Mardi 13 août 2019
Kirghizstan : arrêté, l’ex-président Atambaïev est accusé de coup d’Etat
L’ex-président kirghize Almazbek Atambaïev, arrêté la semaine dernière après une opération des forces spéciales marquée par des violences, a été accusé mardi d’avoir fomenté un coup d’Etat dans ce pays d’Asie centrale déjà secoué par deux révolutions en 2005 et 2010.
A la tête de cette ancienne république soviétique de 2011 à 2017 et jusqu’alors poursuivi pour corruption, M. Atambaïev a été arrêté le 8 août à l’issue de deux assauts contre sa résidence près de la capitale Bichkek, marquant le pic de plusieurs mois d’un conflit de plus en plus ouvert avec son successeur.
Son arrestation, qui a mobilisé près de 2.000 policiers et a été supervisée par le ministre de l’Intérieur en personne, a fait un mort au sein des forces spéciales et 170 blessés, en majorité des troupes du ministère de l’Intérieur, dont deux sont toujours dans un état grave.
« Son intention était (de faire) un coup d’Etat. Je le dis officiellement », a déclaré mardi Orozbek Opoumbaïev, le chef du Service national de sécurité du Kirghizstan (GKNB), au cours d’une conférence de presse à Bichkek.
Il a accusé M. Atambaïev, qui avait ignoré trois convocations à des interrogatoires avant son interpellation, d’avoir « provoqué à dessein » les forces de l’ordre. « Atambaïev avait besoin d’une effusion de sang pour perpétrer un coup d’Etat », a-t-il assuré.
Le Parquet a annoncé de son côté que M. Atambaïev était soupçonné de « violences contre des responsables des autorités, d’organisation de troubles de masse et de tentative de meurtre », ainsi que de « trafic d’armes et de munitions ».
Possible perpétuité
Ces chefs d’accusation sont passibles de peines allant jusqu’à la prison à perpétuité. Les enquêtes ont été ouvertes par la justice à l’encontre d’Almazbek Atambaïev après les troubles qui ont accompagné son arrestation.
Placé en détention provisoire jusqu’au 26 août, M. Atambaïev s’est initialement vu reprocher cinq affaires, parmi lesquelles l' »acquisition illégale de terres » et la libération, sous sa présidence en 2013, du chef mafieux d’origine tchétchène Aziz Batoukaïev.
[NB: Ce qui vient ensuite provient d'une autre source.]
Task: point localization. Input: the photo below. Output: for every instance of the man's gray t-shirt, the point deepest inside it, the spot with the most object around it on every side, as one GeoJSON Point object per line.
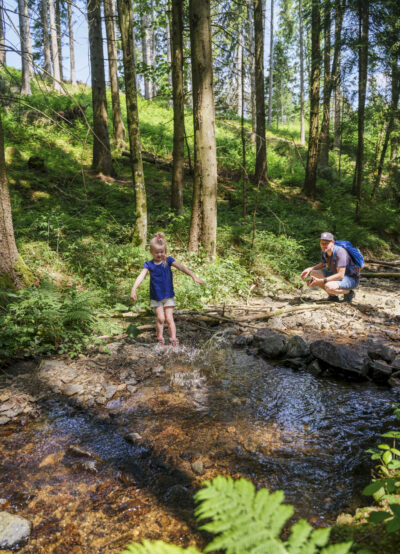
{"type": "Point", "coordinates": [343, 259]}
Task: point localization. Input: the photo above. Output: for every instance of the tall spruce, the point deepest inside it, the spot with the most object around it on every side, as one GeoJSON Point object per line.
{"type": "Point", "coordinates": [310, 181]}
{"type": "Point", "coordinates": [363, 29]}
{"type": "Point", "coordinates": [178, 97]}
{"type": "Point", "coordinates": [102, 161]}
{"type": "Point", "coordinates": [119, 133]}
{"type": "Point", "coordinates": [203, 229]}
{"type": "Point", "coordinates": [128, 50]}
{"type": "Point", "coordinates": [261, 148]}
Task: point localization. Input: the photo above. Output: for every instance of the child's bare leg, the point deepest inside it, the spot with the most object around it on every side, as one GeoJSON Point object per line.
{"type": "Point", "coordinates": [160, 321]}
{"type": "Point", "coordinates": [169, 317]}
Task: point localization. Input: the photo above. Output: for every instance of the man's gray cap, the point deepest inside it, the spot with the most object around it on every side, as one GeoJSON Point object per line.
{"type": "Point", "coordinates": [326, 236]}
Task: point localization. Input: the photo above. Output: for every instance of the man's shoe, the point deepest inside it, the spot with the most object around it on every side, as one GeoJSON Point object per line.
{"type": "Point", "coordinates": [349, 297]}
{"type": "Point", "coordinates": [333, 298]}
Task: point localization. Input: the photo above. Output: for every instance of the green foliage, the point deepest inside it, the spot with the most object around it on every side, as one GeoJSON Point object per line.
{"type": "Point", "coordinates": [246, 521]}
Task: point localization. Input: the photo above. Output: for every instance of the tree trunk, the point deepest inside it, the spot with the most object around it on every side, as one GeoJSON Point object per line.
{"type": "Point", "coordinates": [13, 271]}
{"type": "Point", "coordinates": [362, 88]}
{"type": "Point", "coordinates": [302, 131]}
{"type": "Point", "coordinates": [46, 42]}
{"type": "Point", "coordinates": [54, 48]}
{"type": "Point", "coordinates": [204, 228]}
{"type": "Point", "coordinates": [102, 161]}
{"type": "Point", "coordinates": [128, 49]}
{"type": "Point", "coordinates": [261, 149]}
{"type": "Point", "coordinates": [25, 53]}
{"type": "Point", "coordinates": [252, 67]}
{"type": "Point", "coordinates": [393, 114]}
{"type": "Point", "coordinates": [310, 181]}
{"type": "Point", "coordinates": [146, 54]}
{"type": "Point", "coordinates": [71, 46]}
{"type": "Point", "coordinates": [119, 133]}
{"type": "Point", "coordinates": [271, 65]}
{"type": "Point", "coordinates": [59, 41]}
{"type": "Point", "coordinates": [2, 35]}
{"type": "Point", "coordinates": [179, 106]}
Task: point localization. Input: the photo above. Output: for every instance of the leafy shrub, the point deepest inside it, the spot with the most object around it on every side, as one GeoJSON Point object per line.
{"type": "Point", "coordinates": [246, 522]}
{"type": "Point", "coordinates": [42, 320]}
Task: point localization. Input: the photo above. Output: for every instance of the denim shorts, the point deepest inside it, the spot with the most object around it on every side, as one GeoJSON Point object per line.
{"type": "Point", "coordinates": [347, 283]}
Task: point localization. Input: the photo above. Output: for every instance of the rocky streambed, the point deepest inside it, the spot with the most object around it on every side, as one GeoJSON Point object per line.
{"type": "Point", "coordinates": [110, 447]}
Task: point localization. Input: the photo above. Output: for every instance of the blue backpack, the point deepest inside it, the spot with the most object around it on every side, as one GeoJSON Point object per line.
{"type": "Point", "coordinates": [353, 252]}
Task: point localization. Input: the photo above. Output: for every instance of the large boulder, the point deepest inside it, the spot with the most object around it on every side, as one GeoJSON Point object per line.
{"type": "Point", "coordinates": [340, 357]}
{"type": "Point", "coordinates": [14, 530]}
{"type": "Point", "coordinates": [271, 344]}
{"type": "Point", "coordinates": [382, 352]}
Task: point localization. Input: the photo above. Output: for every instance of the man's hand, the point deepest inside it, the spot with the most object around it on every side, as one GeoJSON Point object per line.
{"type": "Point", "coordinates": [306, 273]}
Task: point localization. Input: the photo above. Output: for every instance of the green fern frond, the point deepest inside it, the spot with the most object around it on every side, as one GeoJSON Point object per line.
{"type": "Point", "coordinates": [157, 547]}
{"type": "Point", "coordinates": [251, 522]}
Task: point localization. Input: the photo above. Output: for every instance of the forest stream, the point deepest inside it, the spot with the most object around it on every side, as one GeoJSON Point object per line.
{"type": "Point", "coordinates": [110, 447]}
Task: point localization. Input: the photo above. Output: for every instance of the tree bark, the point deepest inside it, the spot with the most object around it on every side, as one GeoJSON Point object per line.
{"type": "Point", "coordinates": [102, 161]}
{"type": "Point", "coordinates": [312, 158]}
{"type": "Point", "coordinates": [302, 131]}
{"type": "Point", "coordinates": [71, 46]}
{"type": "Point", "coordinates": [119, 133]}
{"type": "Point", "coordinates": [363, 8]}
{"type": "Point", "coordinates": [271, 65]}
{"type": "Point", "coordinates": [393, 115]}
{"type": "Point", "coordinates": [2, 35]}
{"type": "Point", "coordinates": [261, 148]}
{"type": "Point", "coordinates": [26, 54]}
{"type": "Point", "coordinates": [46, 42]}
{"type": "Point", "coordinates": [204, 213]}
{"type": "Point", "coordinates": [54, 48]}
{"type": "Point", "coordinates": [128, 49]}
{"type": "Point", "coordinates": [179, 105]}
{"type": "Point", "coordinates": [13, 271]}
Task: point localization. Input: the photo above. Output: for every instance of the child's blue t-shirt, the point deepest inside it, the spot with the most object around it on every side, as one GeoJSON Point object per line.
{"type": "Point", "coordinates": [161, 285]}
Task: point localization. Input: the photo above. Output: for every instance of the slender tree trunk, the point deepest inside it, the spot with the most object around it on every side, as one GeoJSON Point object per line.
{"type": "Point", "coordinates": [146, 54]}
{"type": "Point", "coordinates": [179, 106]}
{"type": "Point", "coordinates": [54, 47]}
{"type": "Point", "coordinates": [46, 42]}
{"type": "Point", "coordinates": [362, 88]}
{"type": "Point", "coordinates": [302, 131]}
{"type": "Point", "coordinates": [271, 65]}
{"type": "Point", "coordinates": [102, 161]}
{"type": "Point", "coordinates": [252, 67]}
{"type": "Point", "coordinates": [23, 29]}
{"type": "Point", "coordinates": [310, 181]}
{"type": "Point", "coordinates": [71, 45]}
{"type": "Point", "coordinates": [58, 6]}
{"type": "Point", "coordinates": [119, 133]}
{"type": "Point", "coordinates": [128, 49]}
{"type": "Point", "coordinates": [261, 149]}
{"type": "Point", "coordinates": [204, 213]}
{"type": "Point", "coordinates": [2, 35]}
{"type": "Point", "coordinates": [13, 271]}
{"type": "Point", "coordinates": [393, 114]}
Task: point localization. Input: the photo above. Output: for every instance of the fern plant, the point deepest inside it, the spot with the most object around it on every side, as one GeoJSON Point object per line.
{"type": "Point", "coordinates": [247, 522]}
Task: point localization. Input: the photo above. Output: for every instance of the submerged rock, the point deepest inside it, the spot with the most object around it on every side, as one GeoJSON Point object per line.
{"type": "Point", "coordinates": [13, 530]}
{"type": "Point", "coordinates": [340, 357]}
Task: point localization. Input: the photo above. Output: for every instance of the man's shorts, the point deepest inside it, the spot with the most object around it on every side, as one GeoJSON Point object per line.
{"type": "Point", "coordinates": [347, 283]}
{"type": "Point", "coordinates": [165, 302]}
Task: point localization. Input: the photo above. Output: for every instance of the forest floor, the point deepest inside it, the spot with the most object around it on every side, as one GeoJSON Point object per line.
{"type": "Point", "coordinates": [100, 506]}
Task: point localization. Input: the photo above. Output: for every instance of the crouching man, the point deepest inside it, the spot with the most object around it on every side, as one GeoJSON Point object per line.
{"type": "Point", "coordinates": [336, 273]}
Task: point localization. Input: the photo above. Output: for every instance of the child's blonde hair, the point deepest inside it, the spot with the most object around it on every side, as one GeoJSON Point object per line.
{"type": "Point", "coordinates": [158, 241]}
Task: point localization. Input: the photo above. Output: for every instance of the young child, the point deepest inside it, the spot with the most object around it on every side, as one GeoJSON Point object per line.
{"type": "Point", "coordinates": [161, 286]}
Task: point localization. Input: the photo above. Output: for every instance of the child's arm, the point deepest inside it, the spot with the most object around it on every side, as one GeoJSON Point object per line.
{"type": "Point", "coordinates": [188, 272]}
{"type": "Point", "coordinates": [138, 281]}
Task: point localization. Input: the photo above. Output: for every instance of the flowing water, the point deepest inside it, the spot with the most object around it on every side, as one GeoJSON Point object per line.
{"type": "Point", "coordinates": [92, 484]}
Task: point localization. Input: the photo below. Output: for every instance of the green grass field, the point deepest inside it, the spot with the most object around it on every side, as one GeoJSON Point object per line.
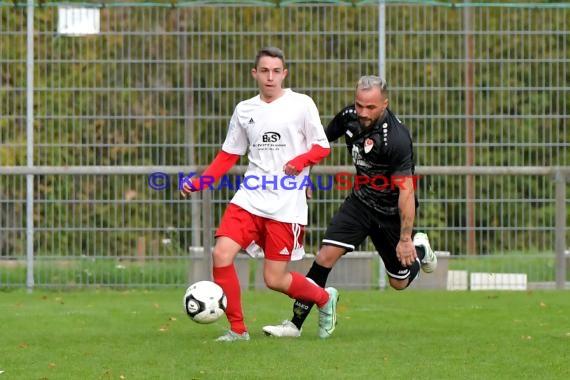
{"type": "Point", "coordinates": [106, 334]}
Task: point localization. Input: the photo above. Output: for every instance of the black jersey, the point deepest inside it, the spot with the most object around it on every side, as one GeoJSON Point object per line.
{"type": "Point", "coordinates": [383, 151]}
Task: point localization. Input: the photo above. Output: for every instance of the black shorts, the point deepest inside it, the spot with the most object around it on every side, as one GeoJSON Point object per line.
{"type": "Point", "coordinates": [354, 221]}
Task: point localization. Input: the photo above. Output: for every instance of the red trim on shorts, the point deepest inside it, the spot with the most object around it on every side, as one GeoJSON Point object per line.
{"type": "Point", "coordinates": [277, 239]}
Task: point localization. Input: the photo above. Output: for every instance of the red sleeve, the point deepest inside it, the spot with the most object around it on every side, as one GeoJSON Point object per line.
{"type": "Point", "coordinates": [221, 164]}
{"type": "Point", "coordinates": [313, 156]}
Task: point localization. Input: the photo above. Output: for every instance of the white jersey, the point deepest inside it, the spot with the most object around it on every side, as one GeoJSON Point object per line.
{"type": "Point", "coordinates": [273, 134]}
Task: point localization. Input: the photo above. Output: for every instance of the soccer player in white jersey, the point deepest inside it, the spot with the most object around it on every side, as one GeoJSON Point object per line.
{"type": "Point", "coordinates": [281, 132]}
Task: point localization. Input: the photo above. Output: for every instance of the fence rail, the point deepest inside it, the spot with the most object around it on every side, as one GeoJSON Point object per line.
{"type": "Point", "coordinates": [85, 119]}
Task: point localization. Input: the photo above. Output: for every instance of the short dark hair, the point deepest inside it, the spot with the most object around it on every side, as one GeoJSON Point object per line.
{"type": "Point", "coordinates": [269, 51]}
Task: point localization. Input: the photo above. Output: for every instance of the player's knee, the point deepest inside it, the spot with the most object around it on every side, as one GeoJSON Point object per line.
{"type": "Point", "coordinates": [328, 255]}
{"type": "Point", "coordinates": [273, 282]}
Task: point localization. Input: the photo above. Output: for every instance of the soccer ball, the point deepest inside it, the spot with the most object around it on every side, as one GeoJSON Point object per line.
{"type": "Point", "coordinates": [205, 302]}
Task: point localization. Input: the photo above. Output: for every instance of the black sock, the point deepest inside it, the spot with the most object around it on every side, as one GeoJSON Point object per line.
{"type": "Point", "coordinates": [414, 269]}
{"type": "Point", "coordinates": [301, 309]}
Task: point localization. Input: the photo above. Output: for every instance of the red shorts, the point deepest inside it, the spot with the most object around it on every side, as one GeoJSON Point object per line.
{"type": "Point", "coordinates": [277, 239]}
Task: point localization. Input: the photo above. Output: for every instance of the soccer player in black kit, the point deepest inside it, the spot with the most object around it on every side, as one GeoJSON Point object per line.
{"type": "Point", "coordinates": [381, 147]}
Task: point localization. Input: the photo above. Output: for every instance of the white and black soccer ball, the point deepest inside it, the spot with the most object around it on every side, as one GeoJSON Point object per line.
{"type": "Point", "coordinates": [205, 302]}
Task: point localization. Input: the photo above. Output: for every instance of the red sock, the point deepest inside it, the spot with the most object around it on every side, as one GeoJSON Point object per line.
{"type": "Point", "coordinates": [228, 279]}
{"type": "Point", "coordinates": [303, 289]}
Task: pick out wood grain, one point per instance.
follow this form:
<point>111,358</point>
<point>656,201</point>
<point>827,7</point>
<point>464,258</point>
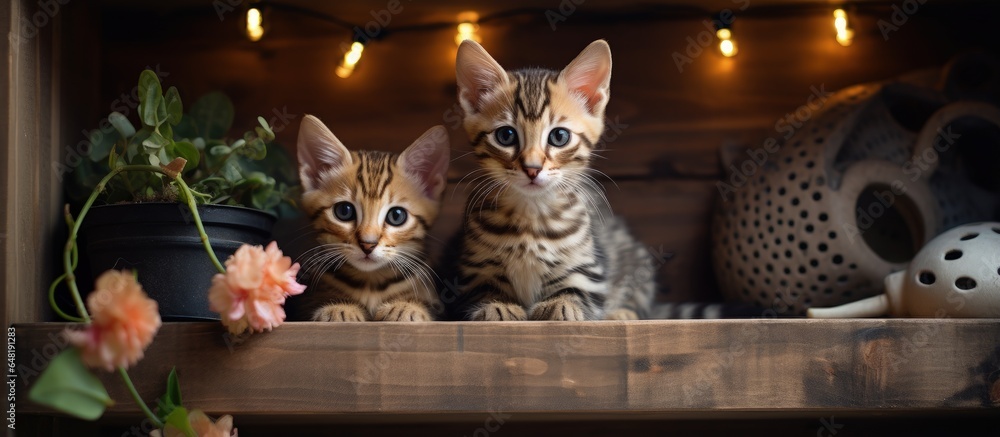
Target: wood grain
<point>667,367</point>
<point>30,131</point>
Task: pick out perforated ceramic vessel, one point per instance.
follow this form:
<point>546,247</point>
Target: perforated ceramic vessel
<point>957,274</point>
<point>852,195</point>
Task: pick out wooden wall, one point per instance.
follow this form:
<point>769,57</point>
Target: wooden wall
<point>29,131</point>
<point>672,123</point>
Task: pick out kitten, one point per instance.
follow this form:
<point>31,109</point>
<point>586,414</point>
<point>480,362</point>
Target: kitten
<point>372,211</point>
<point>537,244</point>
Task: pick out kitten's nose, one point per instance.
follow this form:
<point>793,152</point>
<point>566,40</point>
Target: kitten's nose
<point>367,247</point>
<point>532,172</point>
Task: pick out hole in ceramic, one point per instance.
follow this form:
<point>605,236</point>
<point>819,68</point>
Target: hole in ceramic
<point>926,278</point>
<point>965,283</point>
<point>890,223</point>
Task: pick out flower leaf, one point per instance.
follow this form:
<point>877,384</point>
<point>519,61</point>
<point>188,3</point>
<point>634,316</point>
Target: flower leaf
<point>66,385</point>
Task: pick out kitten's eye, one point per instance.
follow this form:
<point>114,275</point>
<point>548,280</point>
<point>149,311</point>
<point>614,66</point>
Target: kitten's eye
<point>396,216</point>
<point>344,211</point>
<point>559,137</point>
<point>506,136</point>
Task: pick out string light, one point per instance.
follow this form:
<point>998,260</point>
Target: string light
<point>727,45</point>
<point>255,24</point>
<point>845,35</point>
<point>351,59</point>
<point>468,27</point>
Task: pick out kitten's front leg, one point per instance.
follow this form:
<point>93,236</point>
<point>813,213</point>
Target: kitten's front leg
<point>403,311</point>
<point>498,311</point>
<point>341,312</point>
<point>568,304</point>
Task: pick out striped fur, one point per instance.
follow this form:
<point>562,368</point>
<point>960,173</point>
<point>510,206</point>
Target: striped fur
<point>393,281</point>
<point>539,241</point>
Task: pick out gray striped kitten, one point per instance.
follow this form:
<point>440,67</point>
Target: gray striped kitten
<point>539,242</point>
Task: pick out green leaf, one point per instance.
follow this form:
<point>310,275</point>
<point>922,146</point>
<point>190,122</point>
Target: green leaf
<point>66,385</point>
<point>170,400</point>
<point>149,107</point>
<point>121,124</point>
<point>185,129</point>
<point>175,110</point>
<point>155,142</point>
<point>189,152</point>
<point>264,130</point>
<point>220,150</point>
<point>149,87</point>
<point>213,115</point>
<point>101,144</point>
<point>178,419</point>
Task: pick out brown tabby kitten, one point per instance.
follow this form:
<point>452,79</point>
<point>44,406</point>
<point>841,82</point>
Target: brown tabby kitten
<point>372,211</point>
<point>537,243</point>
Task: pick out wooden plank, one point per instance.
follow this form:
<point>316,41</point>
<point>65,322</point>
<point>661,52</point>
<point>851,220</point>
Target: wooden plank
<point>31,194</point>
<point>668,367</point>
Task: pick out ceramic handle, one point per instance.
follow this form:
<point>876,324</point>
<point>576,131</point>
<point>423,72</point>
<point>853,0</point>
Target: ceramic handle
<point>871,307</point>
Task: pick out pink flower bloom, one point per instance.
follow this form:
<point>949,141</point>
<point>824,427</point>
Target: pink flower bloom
<point>251,293</point>
<point>202,425</point>
<point>123,322</point>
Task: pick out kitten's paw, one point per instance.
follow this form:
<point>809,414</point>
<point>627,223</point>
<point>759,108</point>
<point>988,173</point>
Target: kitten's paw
<point>621,314</point>
<point>558,309</point>
<point>402,311</point>
<point>499,312</point>
<point>340,312</point>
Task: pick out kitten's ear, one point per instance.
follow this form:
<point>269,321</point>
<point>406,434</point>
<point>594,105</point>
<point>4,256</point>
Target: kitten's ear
<point>320,152</point>
<point>426,161</point>
<point>477,75</point>
<point>589,75</point>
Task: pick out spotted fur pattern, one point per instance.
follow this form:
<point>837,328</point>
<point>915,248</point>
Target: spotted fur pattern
<point>539,241</point>
<point>369,266</point>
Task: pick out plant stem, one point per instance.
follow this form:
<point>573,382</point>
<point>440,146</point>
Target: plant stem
<point>138,399</point>
<point>197,222</point>
<point>69,263</point>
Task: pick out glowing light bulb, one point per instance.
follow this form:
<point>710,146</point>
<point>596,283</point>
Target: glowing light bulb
<point>255,24</point>
<point>726,43</point>
<point>351,59</point>
<point>467,27</point>
<point>845,35</point>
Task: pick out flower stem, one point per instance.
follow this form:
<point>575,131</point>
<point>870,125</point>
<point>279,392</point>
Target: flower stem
<point>138,399</point>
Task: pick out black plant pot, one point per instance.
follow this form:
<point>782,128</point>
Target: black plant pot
<point>160,242</point>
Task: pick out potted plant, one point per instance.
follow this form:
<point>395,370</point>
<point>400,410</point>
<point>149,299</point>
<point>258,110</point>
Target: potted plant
<point>141,220</point>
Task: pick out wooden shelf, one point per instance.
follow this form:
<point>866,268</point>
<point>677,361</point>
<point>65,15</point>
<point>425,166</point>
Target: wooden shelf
<point>689,369</point>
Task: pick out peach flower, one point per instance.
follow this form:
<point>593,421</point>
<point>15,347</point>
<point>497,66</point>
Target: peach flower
<point>251,293</point>
<point>202,425</point>
<point>123,322</point>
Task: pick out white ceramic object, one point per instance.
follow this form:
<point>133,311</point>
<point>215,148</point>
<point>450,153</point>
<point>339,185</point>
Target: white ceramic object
<point>957,274</point>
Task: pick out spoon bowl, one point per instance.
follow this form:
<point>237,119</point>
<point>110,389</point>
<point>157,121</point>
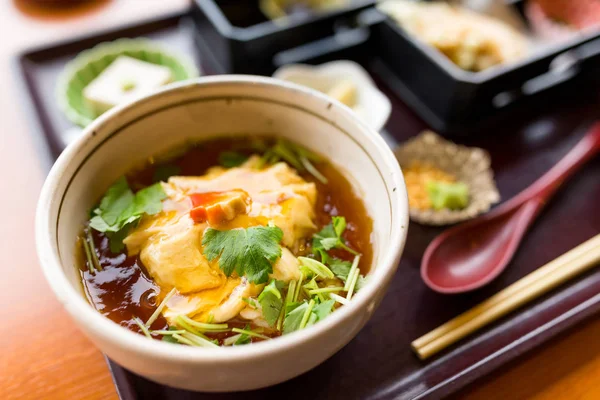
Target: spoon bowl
<point>472,254</point>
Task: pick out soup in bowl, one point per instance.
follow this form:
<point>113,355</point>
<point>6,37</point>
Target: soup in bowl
<point>223,234</point>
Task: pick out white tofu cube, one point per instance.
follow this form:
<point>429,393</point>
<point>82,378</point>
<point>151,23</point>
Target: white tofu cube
<point>124,79</point>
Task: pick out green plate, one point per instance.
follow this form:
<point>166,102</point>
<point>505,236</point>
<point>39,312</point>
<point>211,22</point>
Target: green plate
<point>90,63</point>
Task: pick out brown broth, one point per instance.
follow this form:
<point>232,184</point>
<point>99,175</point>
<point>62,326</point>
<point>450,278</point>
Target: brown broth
<point>124,290</point>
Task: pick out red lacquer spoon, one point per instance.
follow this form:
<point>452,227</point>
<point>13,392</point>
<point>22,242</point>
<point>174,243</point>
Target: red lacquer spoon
<point>472,254</point>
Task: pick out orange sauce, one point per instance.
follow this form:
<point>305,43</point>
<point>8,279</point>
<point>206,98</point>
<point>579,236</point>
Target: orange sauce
<point>124,290</point>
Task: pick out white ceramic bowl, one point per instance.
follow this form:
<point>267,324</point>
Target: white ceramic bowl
<point>372,106</point>
<point>197,109</point>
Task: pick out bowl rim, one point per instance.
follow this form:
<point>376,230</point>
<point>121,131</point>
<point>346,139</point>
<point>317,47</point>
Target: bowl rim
<point>109,331</point>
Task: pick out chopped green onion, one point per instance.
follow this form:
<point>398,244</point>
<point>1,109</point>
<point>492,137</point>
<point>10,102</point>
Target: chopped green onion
<point>313,170</point>
<point>159,309</point>
<point>353,270</point>
<point>142,327</point>
<point>298,287</point>
<point>200,341</point>
<point>307,313</point>
<point>88,255</point>
<point>317,267</point>
<point>250,333</point>
<point>205,327</point>
<point>183,340</point>
<point>312,292</point>
<point>93,251</point>
<point>339,299</point>
<point>167,332</point>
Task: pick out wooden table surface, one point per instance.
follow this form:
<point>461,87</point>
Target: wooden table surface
<point>44,356</point>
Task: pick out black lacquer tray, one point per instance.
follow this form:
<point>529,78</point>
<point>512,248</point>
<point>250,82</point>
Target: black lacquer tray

L’ancien chef de l’Etat a qualifié ces accusations d' »absurdes » et estimé être victime d’un conflit personnel avec son successeur et rival, l’actuel président Sooronbaï Jeenbekov.
Conflit personnel
A la fin de son mandat, Almazbek Atambaïev avait réussi au prix de manoeuvres politiques à imposer la candidature de Sooronbaï Jeenbekov, qui était alors son poulain, mais les relations s’étaient rapidement dégradées entre les deux hommes.
Leur conflit personnel fait désormais craindre de graves troubles dans ce pays en proie à de fréquentes tensions ethniques.
Koursan Assanov, le responsable de la police ayant négocié les termes de la reddition de M. Atambaïev le 8 août, a été limogé mardi pour avoir « perdu la confiance » du ministère de l’Intérieur. Une vidéo largement diffusée sur les réseaux sociaux a montré l’ancien président obtenant la garantie que la police ne toucherait pas ses partisans, rassemblés dans sa résidence.
Almazbek Atambaïev s’est rendu aux forces de l’ordre, qui assiégeaient depuis deux jours sa résidence dans le village de Koï-Tach, près de Bichkek, où s’étaient rassemblés jusqu’à un millier de ses partisans.
Un premier raid des forces spéciales avait tourné à l’affrontement et plusieurs membres des forces de l’ordre avaient été pris en otages par les partisans de M. Atambaïev, avant d’être relâchés.
Après l’annonce de son arrestation, des centaines de manifestants protestant contre cette mesure s’étaient réunis près du palais présidentiel, théâtre des révolutions de 2005 et 2010, avant d’être dispersés par la police.
La crise est suivie de près par la Russie, pays allié du Kirghizstan où vivent et travaillent des centaines de milliers de Kirghizes, et qui y dispose d’une base militaire.
Le président russe Vladimir Poutine avait rencontré en juillet à la fois Almazbek Atambaïev et Sooronbaï Jeenbekov dans l’espoir de désamorcer la confrontation.